Many may find it funny when the artificial Obama says: "President Trump is a total and complete deep shit. Now, you see, I would never say these things — at least not in a public address." It becomes less funny when a manipulated video is suddenly circulating on Twitter in which Kim Jong-un announces that he has just launched a nuclear missile against the U.S.

AI isn't able to recognize sarcasm.

Do Trump's advisors have enough time to tell him about deepfakes before he presses the red button? Propaganda using fake videos is already a reality: Just recently a Belgian party posted a Trump deepfake video on social media in which the president allegedly calls on Belgium to withdraw from the Paris climate agreement.

Experts warn against an era of disinformation. Aviv Ovadya, chief technologist at the Center for Social Media Responsibility at the University of Michigan who had already predicted the fake news flood in the U.S. election campaign, sees humanity heading for the "infocalypse." Fake news may be flooding the Internet, but for a long time, at least, videos were considered forgery-proof. Now you have to learn to mistrust your eyes and ears.

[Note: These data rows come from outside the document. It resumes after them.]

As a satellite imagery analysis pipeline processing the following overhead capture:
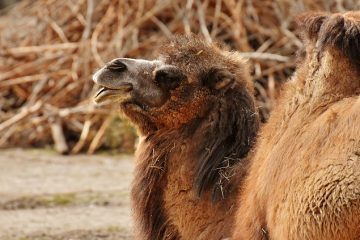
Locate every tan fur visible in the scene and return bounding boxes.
[233,12,360,240]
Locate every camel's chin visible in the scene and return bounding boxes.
[94,88,130,104]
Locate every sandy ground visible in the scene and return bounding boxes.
[0,149,133,240]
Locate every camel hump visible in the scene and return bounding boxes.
[297,11,360,70]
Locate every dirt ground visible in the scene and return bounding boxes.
[0,149,133,240]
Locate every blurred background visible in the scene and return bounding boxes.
[0,0,360,240]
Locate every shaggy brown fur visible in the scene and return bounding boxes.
[95,36,259,240]
[233,12,360,240]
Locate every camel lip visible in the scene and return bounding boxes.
[94,84,132,103]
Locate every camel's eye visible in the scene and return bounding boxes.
[155,66,186,89]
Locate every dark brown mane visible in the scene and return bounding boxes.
[195,83,259,199]
[132,133,178,240]
[128,36,259,239]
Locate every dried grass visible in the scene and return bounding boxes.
[0,0,360,153]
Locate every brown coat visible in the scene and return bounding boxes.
[125,36,258,240]
[233,12,360,240]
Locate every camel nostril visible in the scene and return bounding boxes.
[106,59,127,72]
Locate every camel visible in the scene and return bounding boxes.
[232,11,360,240]
[93,35,259,240]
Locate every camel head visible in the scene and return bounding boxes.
[93,36,255,135]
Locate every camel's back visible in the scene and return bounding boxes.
[263,97,360,239]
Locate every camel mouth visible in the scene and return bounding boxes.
[94,84,132,104]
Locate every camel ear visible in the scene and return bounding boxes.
[203,68,235,90]
[296,12,328,42]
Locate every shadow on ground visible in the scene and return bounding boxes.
[0,149,133,240]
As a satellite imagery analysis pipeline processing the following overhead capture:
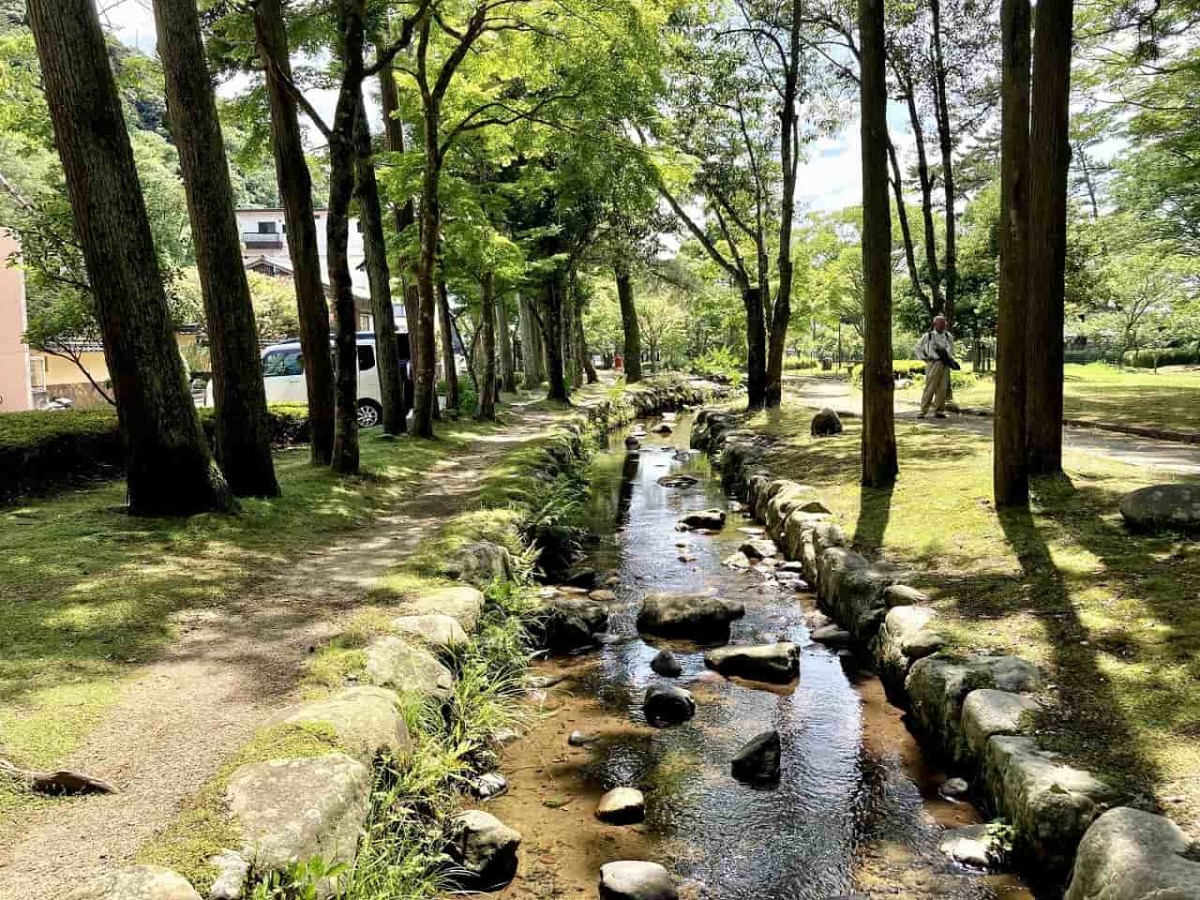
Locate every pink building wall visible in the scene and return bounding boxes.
[0,229,32,413]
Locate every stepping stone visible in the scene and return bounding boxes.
[704,641,800,684]
[730,731,782,785]
[596,787,646,824]
[642,684,696,727]
[600,860,679,900]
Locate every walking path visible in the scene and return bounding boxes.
[0,408,556,900]
[786,376,1200,475]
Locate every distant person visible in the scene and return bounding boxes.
[917,316,960,419]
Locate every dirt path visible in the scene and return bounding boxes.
[787,376,1200,475]
[0,410,554,900]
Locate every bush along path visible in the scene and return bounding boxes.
[42,383,719,900]
[692,409,1200,900]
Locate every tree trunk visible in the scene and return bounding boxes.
[475,272,496,421]
[354,90,406,434]
[254,0,334,466]
[929,0,959,328]
[858,0,899,487]
[438,278,461,413]
[742,286,767,409]
[1025,0,1074,474]
[325,0,362,475]
[992,0,1040,508]
[538,274,570,403]
[496,296,517,394]
[154,0,280,497]
[28,0,234,515]
[613,259,642,384]
[518,290,546,390]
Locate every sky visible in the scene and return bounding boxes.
[98,0,913,211]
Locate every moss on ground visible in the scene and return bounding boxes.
[750,406,1200,833]
[0,422,499,821]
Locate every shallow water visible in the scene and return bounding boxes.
[561,415,1030,900]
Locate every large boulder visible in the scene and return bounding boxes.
[704,641,800,684]
[596,787,646,824]
[391,613,470,649]
[272,688,410,763]
[226,754,372,872]
[871,607,946,707]
[600,860,679,900]
[961,688,1039,762]
[446,809,521,890]
[642,684,696,726]
[1121,482,1200,532]
[983,736,1118,875]
[364,635,454,700]
[730,731,782,785]
[62,865,200,900]
[637,594,745,640]
[810,407,842,438]
[406,585,487,635]
[905,654,1042,762]
[1066,806,1200,900]
[444,541,512,592]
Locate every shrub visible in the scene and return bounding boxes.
[0,403,308,503]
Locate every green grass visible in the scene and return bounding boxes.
[0,422,496,821]
[754,406,1200,822]
[916,362,1200,439]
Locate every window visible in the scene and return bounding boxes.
[263,350,304,378]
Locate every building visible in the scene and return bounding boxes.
[236,209,408,334]
[0,229,34,413]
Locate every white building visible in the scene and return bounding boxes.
[236,209,408,334]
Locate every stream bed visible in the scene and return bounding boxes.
[490,414,1032,900]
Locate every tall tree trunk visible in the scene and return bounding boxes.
[992,0,1032,508]
[538,274,571,403]
[929,0,959,328]
[613,259,642,384]
[742,284,767,409]
[154,0,280,497]
[496,296,517,394]
[28,0,234,515]
[518,295,546,390]
[254,0,334,466]
[438,278,466,412]
[858,0,899,487]
[475,272,496,421]
[354,90,406,434]
[1025,0,1074,474]
[325,0,364,475]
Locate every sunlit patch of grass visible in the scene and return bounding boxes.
[751,406,1200,823]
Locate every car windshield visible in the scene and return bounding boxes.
[263,350,304,378]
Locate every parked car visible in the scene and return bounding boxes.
[204,331,413,428]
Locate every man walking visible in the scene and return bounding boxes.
[917,316,959,419]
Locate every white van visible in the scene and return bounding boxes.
[204,331,412,428]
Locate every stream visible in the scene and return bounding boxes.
[492,414,1032,900]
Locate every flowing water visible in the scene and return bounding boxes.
[492,415,1030,900]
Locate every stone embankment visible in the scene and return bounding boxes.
[70,380,725,900]
[691,409,1200,900]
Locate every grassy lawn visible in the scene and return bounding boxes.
[900,364,1200,431]
[752,398,1200,836]
[0,421,497,820]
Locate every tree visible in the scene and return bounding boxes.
[154,0,280,497]
[858,0,899,487]
[992,0,1030,509]
[1025,0,1074,475]
[28,0,233,515]
[254,0,334,466]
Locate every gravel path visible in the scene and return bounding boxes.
[0,410,554,900]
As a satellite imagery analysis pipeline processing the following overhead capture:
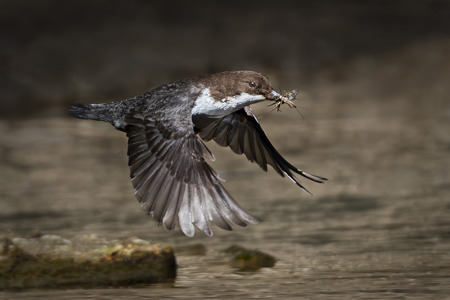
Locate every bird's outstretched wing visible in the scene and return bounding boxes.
[126,116,258,237]
[198,106,327,193]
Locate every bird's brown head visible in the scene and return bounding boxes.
[195,71,280,101]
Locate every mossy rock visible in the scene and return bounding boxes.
[222,245,276,272]
[0,236,176,290]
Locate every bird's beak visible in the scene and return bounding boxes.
[266,90,281,100]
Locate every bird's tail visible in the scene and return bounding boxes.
[69,103,111,122]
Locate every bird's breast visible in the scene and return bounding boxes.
[192,88,266,118]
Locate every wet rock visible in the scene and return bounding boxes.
[222,245,276,271]
[175,244,207,256]
[0,235,176,290]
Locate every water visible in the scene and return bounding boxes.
[0,97,450,299]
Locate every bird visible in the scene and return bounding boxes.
[69,71,327,237]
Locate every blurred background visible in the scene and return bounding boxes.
[0,0,450,299]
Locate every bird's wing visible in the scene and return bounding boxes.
[126,115,258,237]
[198,106,327,193]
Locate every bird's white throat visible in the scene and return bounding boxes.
[192,88,266,118]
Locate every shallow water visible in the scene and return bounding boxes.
[0,95,450,299]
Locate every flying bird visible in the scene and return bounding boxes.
[70,71,326,237]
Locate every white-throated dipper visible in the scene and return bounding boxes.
[70,71,326,237]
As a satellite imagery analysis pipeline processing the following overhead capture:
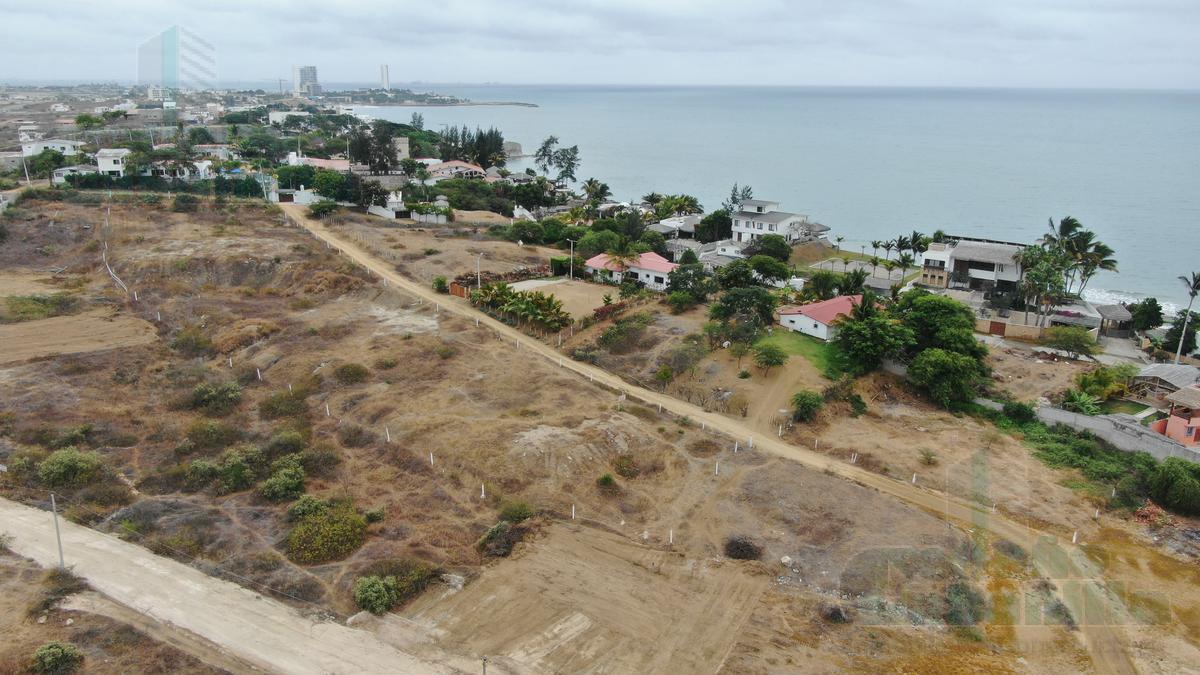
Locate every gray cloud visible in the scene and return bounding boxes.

Ordering at Amazon is convenient, but working at Amazon is often the opposite. Every move is filmed in the company's logistics centers. Surveillance could become even more total in the future. At the beginning of the year, Amazon was awarded two patents for a bracelet that tracks all employee movements. Thanks to ultrasound and radio technology, the bracelet always knows where the wearer's hands are. Vibrations could signal to the employee that he is packing the wrong goods.

Amazon denies using the bracelet to monitor employees and says it's intended to simplify the work processes of logistics employees — if it ever comes to be used at all. But even if you believe and trust Amazon, the potential for abuse remains huge. Millions of people in emerging markets are working hard to build smartphones that they will never be able to afford. Trade unions and workers' rights are foreign to them. Their employers would no doubt find surveillance wristbands practical. This would degrade people even further into robots.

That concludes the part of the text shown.